[Fwd: Re: bge Ierr rate increase from 5.3R -> 6.1R]

Sat Dec 30 05:44:25 PST 2006

[cc changed from developers to net]

On Wed, 13 Dec 2006, Bruce Evans wrote:

> On Tue, 12 Dec 2006, Doug Barton wrote:
>
>> This guy's first message about this problem was very detailed, and he
>> seems highly motivated. Anyone want to help him out?
>
> This might be because bge now actually reports error statistics correctly
> (so the larger counts are correct, or because the fixes in -current
> aren't all in RELENG_6 (so the larger and smaller counts may both be
> incorrect).

I now think that this is a bug in mii (brgphy_service()) introduced
or enlarged since FreeBSD-5.early.  Under loads that can be handled,
my 5701 often gets a small number of input errors every second, and
returning immediately from brgphy_service() fixes these.  bge uses the
same logic as most NIC drivers for mii_tick(), and this is bad for
interrupt latency, but the problem here seems to be mangling of packets
and unrelated to interrupt latency (high loads just usually give a
packet in flight for brgphy_service() to mangle?).

> I can easily generate hundreds of thousands of input errors per second
> by flooding my '5701 and '5705 bge devices with hundreds of thousands
> more packets per second than they can handle.  The error counts are 0
> in ~5.2 but are are correct in -current (dropped packets are counted
> as input errors).  The '5705 was most broken and hasn't been fixed in
> RELENG_6.

These happen under loads that can't be handled, and generally cause
thousands of input errors every second.  The hardware records dropped
packets separately from other input errors, but unfortunately all types
of input errors are counted together in if_ierrors, and I haven't done
more than muck around in ddb to separate them.

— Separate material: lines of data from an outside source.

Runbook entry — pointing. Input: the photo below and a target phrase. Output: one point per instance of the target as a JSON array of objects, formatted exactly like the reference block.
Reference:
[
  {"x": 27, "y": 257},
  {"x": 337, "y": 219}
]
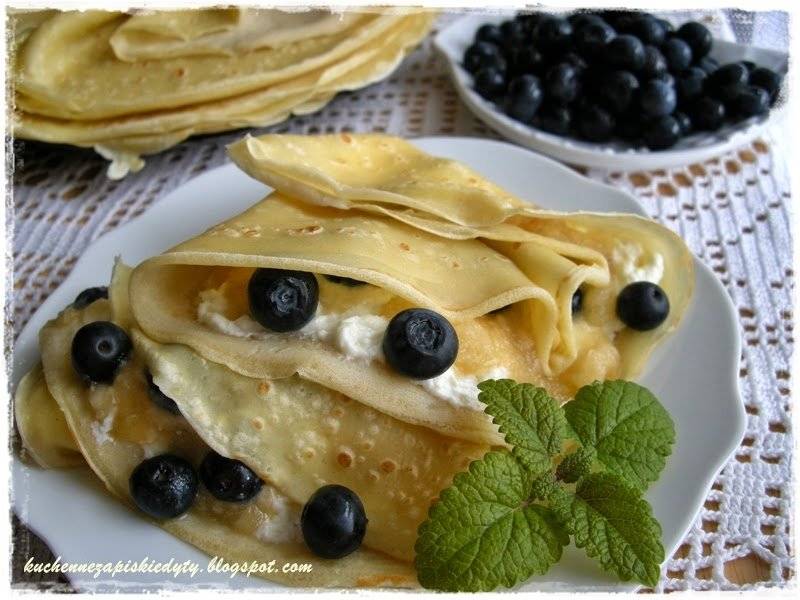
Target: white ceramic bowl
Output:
[{"x": 452, "y": 41}]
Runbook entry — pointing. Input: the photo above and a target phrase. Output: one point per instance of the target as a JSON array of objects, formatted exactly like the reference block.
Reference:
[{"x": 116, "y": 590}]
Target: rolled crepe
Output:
[
  {"x": 342, "y": 208},
  {"x": 395, "y": 468},
  {"x": 66, "y": 68}
]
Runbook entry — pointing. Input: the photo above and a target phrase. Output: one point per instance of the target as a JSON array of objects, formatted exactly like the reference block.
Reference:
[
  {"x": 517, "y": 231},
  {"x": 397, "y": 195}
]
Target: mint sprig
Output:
[
  {"x": 508, "y": 517},
  {"x": 482, "y": 533},
  {"x": 627, "y": 427},
  {"x": 531, "y": 421},
  {"x": 614, "y": 524}
]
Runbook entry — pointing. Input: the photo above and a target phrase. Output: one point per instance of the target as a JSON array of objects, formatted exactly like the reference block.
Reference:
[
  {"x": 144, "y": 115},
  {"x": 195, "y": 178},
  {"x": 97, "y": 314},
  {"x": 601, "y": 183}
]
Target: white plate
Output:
[
  {"x": 694, "y": 373},
  {"x": 452, "y": 41}
]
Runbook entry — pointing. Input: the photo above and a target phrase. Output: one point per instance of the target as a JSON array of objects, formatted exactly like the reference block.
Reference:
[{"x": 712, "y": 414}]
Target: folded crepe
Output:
[
  {"x": 321, "y": 404},
  {"x": 298, "y": 95},
  {"x": 396, "y": 468},
  {"x": 341, "y": 208},
  {"x": 133, "y": 85}
]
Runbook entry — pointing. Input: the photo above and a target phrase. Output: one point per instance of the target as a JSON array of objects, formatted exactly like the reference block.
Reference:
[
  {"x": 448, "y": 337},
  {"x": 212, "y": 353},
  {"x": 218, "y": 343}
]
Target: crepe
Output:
[
  {"x": 306, "y": 58},
  {"x": 396, "y": 469},
  {"x": 42, "y": 426},
  {"x": 510, "y": 254},
  {"x": 321, "y": 405},
  {"x": 300, "y": 95},
  {"x": 222, "y": 31},
  {"x": 68, "y": 60}
]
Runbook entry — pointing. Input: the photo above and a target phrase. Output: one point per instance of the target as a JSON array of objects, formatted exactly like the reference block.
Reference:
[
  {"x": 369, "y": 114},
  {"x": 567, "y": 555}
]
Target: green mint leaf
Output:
[
  {"x": 482, "y": 533},
  {"x": 614, "y": 524},
  {"x": 543, "y": 486},
  {"x": 576, "y": 465},
  {"x": 631, "y": 431},
  {"x": 531, "y": 421}
]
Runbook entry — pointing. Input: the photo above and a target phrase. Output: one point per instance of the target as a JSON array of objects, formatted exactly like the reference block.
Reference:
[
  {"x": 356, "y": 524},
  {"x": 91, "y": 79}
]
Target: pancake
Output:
[{"x": 532, "y": 261}]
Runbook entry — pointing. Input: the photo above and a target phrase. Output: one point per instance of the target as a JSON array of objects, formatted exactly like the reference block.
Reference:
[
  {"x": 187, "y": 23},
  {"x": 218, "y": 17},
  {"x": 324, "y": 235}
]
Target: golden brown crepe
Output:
[
  {"x": 321, "y": 404},
  {"x": 318, "y": 221},
  {"x": 395, "y": 468},
  {"x": 131, "y": 85}
]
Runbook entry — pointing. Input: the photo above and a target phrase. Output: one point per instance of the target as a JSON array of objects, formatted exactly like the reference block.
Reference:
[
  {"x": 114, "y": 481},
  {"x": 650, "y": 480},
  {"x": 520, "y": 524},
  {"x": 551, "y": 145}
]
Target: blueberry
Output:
[
  {"x": 523, "y": 98},
  {"x": 591, "y": 38},
  {"x": 490, "y": 83},
  {"x": 595, "y": 124},
  {"x": 689, "y": 84},
  {"x": 333, "y": 522},
  {"x": 726, "y": 82},
  {"x": 677, "y": 53},
  {"x": 561, "y": 82},
  {"x": 89, "y": 295},
  {"x": 512, "y": 28},
  {"x": 669, "y": 28},
  {"x": 751, "y": 101},
  {"x": 620, "y": 20},
  {"x": 707, "y": 113},
  {"x": 661, "y": 132},
  {"x": 583, "y": 18},
  {"x": 648, "y": 29},
  {"x": 657, "y": 98},
  {"x": 625, "y": 52},
  {"x": 528, "y": 20},
  {"x": 99, "y": 350},
  {"x": 697, "y": 36},
  {"x": 346, "y": 281},
  {"x": 163, "y": 486},
  {"x": 282, "y": 300},
  {"x": 420, "y": 343},
  {"x": 767, "y": 79},
  {"x": 654, "y": 62},
  {"x": 577, "y": 301},
  {"x": 483, "y": 54},
  {"x": 629, "y": 126},
  {"x": 228, "y": 479},
  {"x": 525, "y": 60},
  {"x": 554, "y": 119},
  {"x": 665, "y": 77},
  {"x": 642, "y": 305},
  {"x": 489, "y": 33},
  {"x": 576, "y": 60},
  {"x": 159, "y": 398},
  {"x": 684, "y": 122},
  {"x": 708, "y": 64},
  {"x": 552, "y": 35},
  {"x": 618, "y": 91}
]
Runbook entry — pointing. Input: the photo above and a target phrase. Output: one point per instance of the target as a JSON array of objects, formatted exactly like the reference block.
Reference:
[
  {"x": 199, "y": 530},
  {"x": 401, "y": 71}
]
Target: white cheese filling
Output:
[
  {"x": 357, "y": 337},
  {"x": 102, "y": 429},
  {"x": 635, "y": 264},
  {"x": 283, "y": 524}
]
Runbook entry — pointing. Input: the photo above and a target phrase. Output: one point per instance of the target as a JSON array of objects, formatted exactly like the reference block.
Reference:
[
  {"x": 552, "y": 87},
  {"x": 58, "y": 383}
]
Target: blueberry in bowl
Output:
[{"x": 623, "y": 80}]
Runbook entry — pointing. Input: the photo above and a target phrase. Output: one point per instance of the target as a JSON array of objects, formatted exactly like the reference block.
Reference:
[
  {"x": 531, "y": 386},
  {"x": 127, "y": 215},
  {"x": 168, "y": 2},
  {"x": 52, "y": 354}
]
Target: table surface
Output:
[{"x": 732, "y": 211}]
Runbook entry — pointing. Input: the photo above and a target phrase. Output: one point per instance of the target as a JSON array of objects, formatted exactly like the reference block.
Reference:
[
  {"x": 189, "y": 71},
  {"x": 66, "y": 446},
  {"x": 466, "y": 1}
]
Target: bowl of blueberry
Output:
[{"x": 615, "y": 89}]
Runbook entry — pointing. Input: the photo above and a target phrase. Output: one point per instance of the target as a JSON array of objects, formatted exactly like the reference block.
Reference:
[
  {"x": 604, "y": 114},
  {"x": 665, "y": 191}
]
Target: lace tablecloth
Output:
[{"x": 732, "y": 211}]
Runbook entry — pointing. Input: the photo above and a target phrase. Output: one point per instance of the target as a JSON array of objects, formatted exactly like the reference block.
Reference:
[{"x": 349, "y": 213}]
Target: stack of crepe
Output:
[
  {"x": 305, "y": 408},
  {"x": 129, "y": 85}
]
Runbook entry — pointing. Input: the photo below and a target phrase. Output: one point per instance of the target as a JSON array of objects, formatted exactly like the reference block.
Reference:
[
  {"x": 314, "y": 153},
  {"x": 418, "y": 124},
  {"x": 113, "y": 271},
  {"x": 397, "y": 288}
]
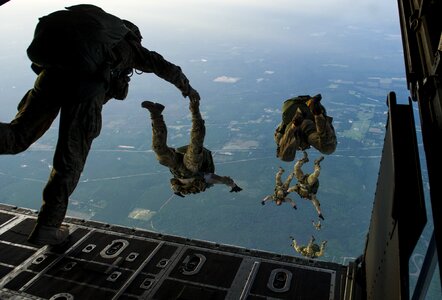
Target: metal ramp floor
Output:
[{"x": 102, "y": 261}]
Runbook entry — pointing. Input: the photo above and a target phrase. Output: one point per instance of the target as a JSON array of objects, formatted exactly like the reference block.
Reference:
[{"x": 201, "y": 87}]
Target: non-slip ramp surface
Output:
[{"x": 101, "y": 261}]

I have coalescence tuning sysctls that among other things allow tuning
to the threshold where packets are dropped, keping the load large and
constant.  Playing with these showed that bge is not using its full
rx ring to reduce its latency requirements.  bge shouldn't drop packets
on input unless it gets more than BGE_STD_RX_RING_COUNT = 512 rx
descriptors behind, but instead it drops packets when it gets the
following numbers behind:
- 20 under combined rx+tx load.  I can't explain this.  Apparently some
   other hardware resource is running out.
- 192 under rx-only load.  256 rx slots are lost by not allocating mbufs
   for them, since allocating mbufs would cost 1MB of memory and 1MB was
   considered large.  See bge_init_rx_ring_std() and the bogus SSLOTS macro.
   There used to be similar bogusness for jumbo buffers and JSLOTS, but now
   JSLOTS is unused garbage -- mbufs are now allocated for the full jumbo
   ring without worrying that this takes much more than 1MB.  I can't
   explain the remaining missing 64, but suspect BGE_CMD_RING_COUNT.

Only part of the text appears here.